I have sensor data and want to create missing timestamps and interpolate the values for features. At the moment I have measurements with varying duration between them. And I would like to have a higher amount. A simplified df below
df1 = data.frame (
value =c('5','15','10','10','5','15'),
time = as.POSIXct(c('2018-06-03 19:40:00','2018-06-03 19:42:00','2018-06-03 19:43:00','2018-06-03 19:45:00','2018-06-03 19:46:00','2018-06-03 19:48:00')))
If I am doing it like this using padr package, it works.
df2=df1 %>% pad(start_val = df1$time[1], end_val = df1$time[6],interval = "sec")
df2$value <- na.approx(df2$value)
But I would like to create timestamps each 0.1 or 0.2 seconds. The padr package can handle 2 seconds, but it seems that less than 1 second not works as I am getting this message
Error: The specified interval is invalid for the datetime variable. Not all original observation are in the padding. If you want to pad at this interval, aggregate the data first with thicken.
Is there a possibility to create timestamps in a smaller interval than 1 second? I tried this
seq.POSIXt(as.POSIXct(df1$time[1]), as.POSIXct(df1$time[6]), units = "seconds", by = .2)

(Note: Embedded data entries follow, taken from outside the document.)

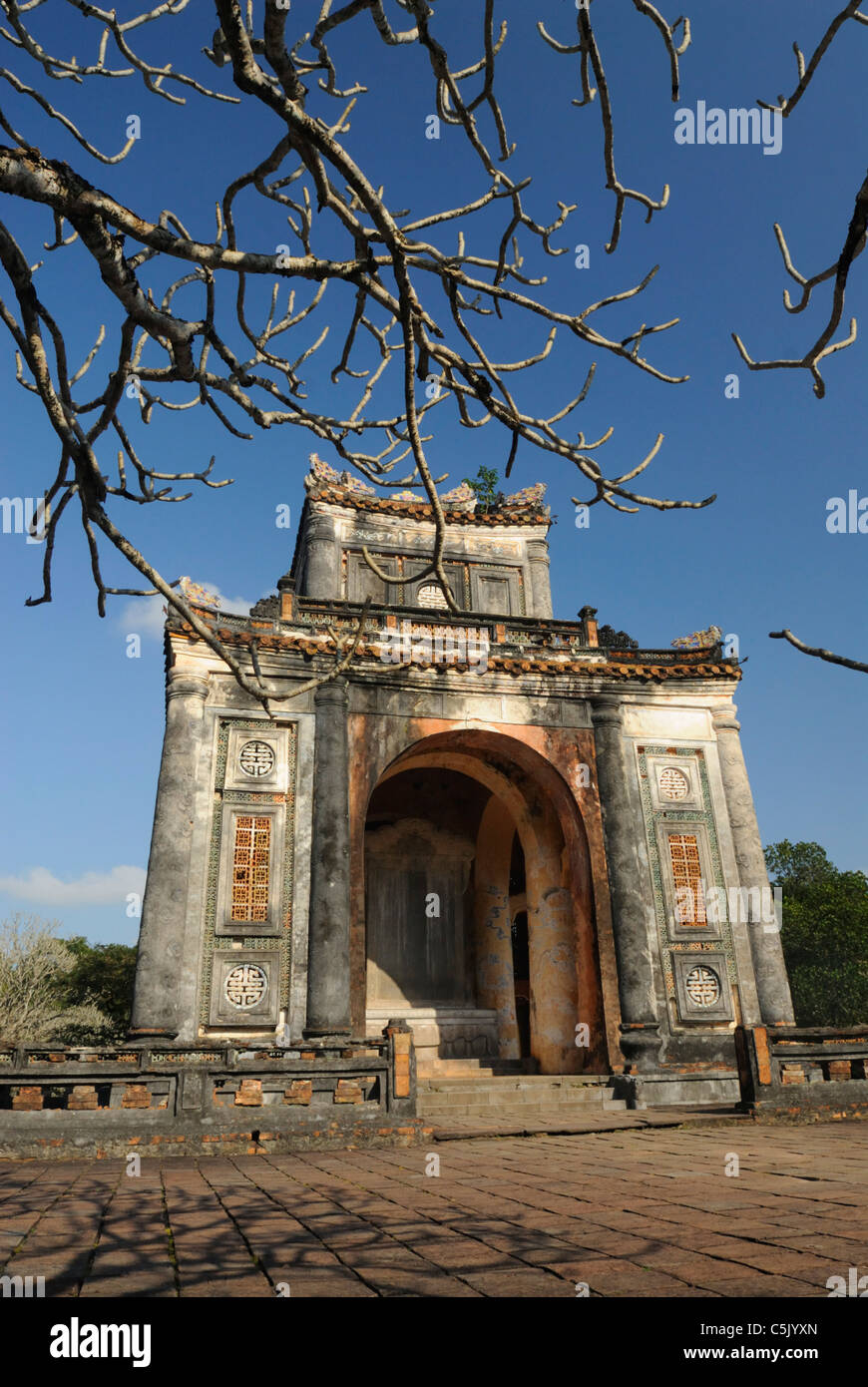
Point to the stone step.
(522, 1098)
(476, 1068)
(525, 1113)
(518, 1098)
(505, 1082)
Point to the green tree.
(484, 486)
(824, 934)
(103, 974)
(34, 1006)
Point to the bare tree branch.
(818, 652)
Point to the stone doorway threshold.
(558, 1124)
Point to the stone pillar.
(630, 885)
(541, 586)
(768, 967)
(323, 561)
(494, 955)
(329, 916)
(164, 914)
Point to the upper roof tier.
(461, 505)
(355, 544)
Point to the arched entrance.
(479, 917)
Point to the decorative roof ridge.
(459, 505)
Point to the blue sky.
(84, 721)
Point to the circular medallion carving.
(701, 986)
(672, 784)
(245, 985)
(256, 759)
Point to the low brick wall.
(177, 1100)
(804, 1074)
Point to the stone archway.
(511, 799)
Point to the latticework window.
(686, 875)
(251, 867)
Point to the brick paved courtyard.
(627, 1212)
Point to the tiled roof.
(618, 665)
(459, 505)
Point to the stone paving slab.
(647, 1209)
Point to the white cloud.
(146, 616)
(93, 888)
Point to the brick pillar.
(630, 886)
(768, 967)
(329, 917)
(164, 911)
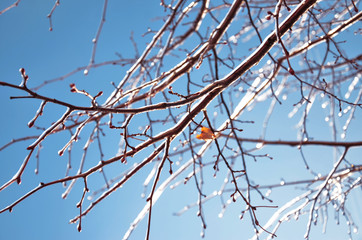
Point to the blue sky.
(27, 42)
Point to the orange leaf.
(206, 134)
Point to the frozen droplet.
(267, 194)
(233, 39)
(259, 145)
(343, 135)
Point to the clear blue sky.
(26, 42)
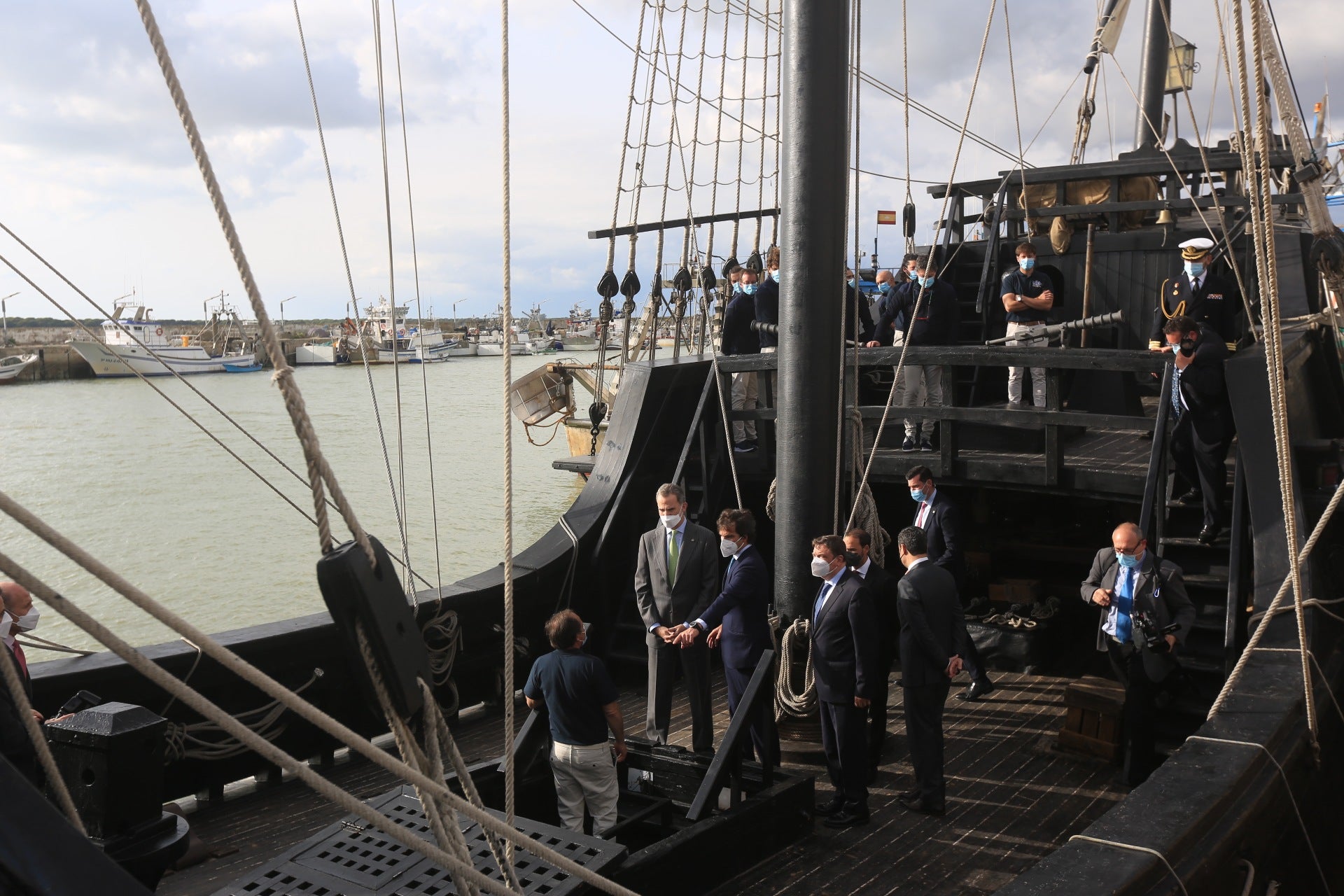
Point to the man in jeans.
(578, 694)
(1027, 301)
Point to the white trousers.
(585, 776)
(743, 399)
(1018, 374)
(923, 388)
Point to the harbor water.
(118, 469)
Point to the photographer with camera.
(1147, 617)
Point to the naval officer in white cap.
(1196, 293)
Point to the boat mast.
(812, 186)
(1152, 85)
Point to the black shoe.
(847, 820)
(977, 690)
(923, 806)
(832, 808)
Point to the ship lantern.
(1180, 65)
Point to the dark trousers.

But it creates only a vector of timestamps
CodePudding user response:
If you wanted to employ .1 or .2, and keep the date structure and interpolate values, this works (note that you can change the .1 or .2 in the seq call).
library(tidyverse)
library(padr)
library(zoo)
df1 = data.frame (
value =c('5','15','10','10','5','15'),
time = as.POSIXct(c('2018-06-03 19:40:00','2018-06-03 19:42:00',
'2018-06-03 19:43:00','2018-06-03 19:45:00',
'2018-06-03 19:46:00','2018-06-03 19:48:00')))
# format decimal seconds so that it can be used to compare to the new date range
df1$time <- format(df1$time, "%Y-%m-%d %H:%M:%OS2")
# create the interval
y = seq.POSIXt(as.POSIXct(df1$time[1]), as.POSIXct(df1$time[6]), units = "seconds", by = .2)
# set up new data frame for original values and interpolation
dy = data.frame(time = y,
value = NA) %>%
mutate(time = format(y, "%Y-%m-%d %H:%M:%OS2"))
# obtain row numbers of those that already have values
wh <- sapply(df1$time, function(x) which(dy$time == x))
# return the original values to the dataset
dy[wh, ]$value <- unlist(df1$value)
# interpolate
dy$value <- na.approx(dy$value)
# take a look
head(dy)
# time value
# 1 2018-06-03 19:40:00.00 5.000000
# 2 2018-06-03 19:40:00.20 5.016667
# 3 2018-06-03 19:40:00.40 5.033333
# 4 2018-06-03 19:40:00.59 5.050000
# 5 2018-06-03 19:40:00.79 5.066667
# 6 2018-06-03 19:40:01.00 5.083333
CodePudding user response:
I'm not familiar with padr
, but that last call should give you a sequence with sub-second differences, it might just not be printed as such. The section Sub-second Accuracy in ?DateTimeClasses
explains:
Classes "POSIXct" and "POSIXlt" are able to express fractions of a second. (Conversion of fractions between the two forms may not be exact, but will have better than microsecond accuracy.)
Fractional seconds are printed only if options("digits.secs") is set: see strftime.
Thus,
options("digits.secs"=TRUE)
st <- Sys.time()
st.s <- seq(st, st 1, 0.1)
diff(st.s)
# Time differences in secs
# [1] 0.099999905 0.100000143 0.099999905 0.100000143 0.099999905 0.099999905
# [7] 0.100000143 0.099999905 0.100000143 0.099999905
st
# [1] "2021-12-29 20:00:33.0 CET"
dput(st)
# structure(1640804433.02173, class = c("POSIXct", "POSIXt"))
options("digits.secs"=FALSE)
st
# [1] "2021-12-29 20:00:33 CET"
dput(st)
# structure(1640804433.02173, class = c("POSIXct", "POSIXt"))
Same data, just printed with more accuracy.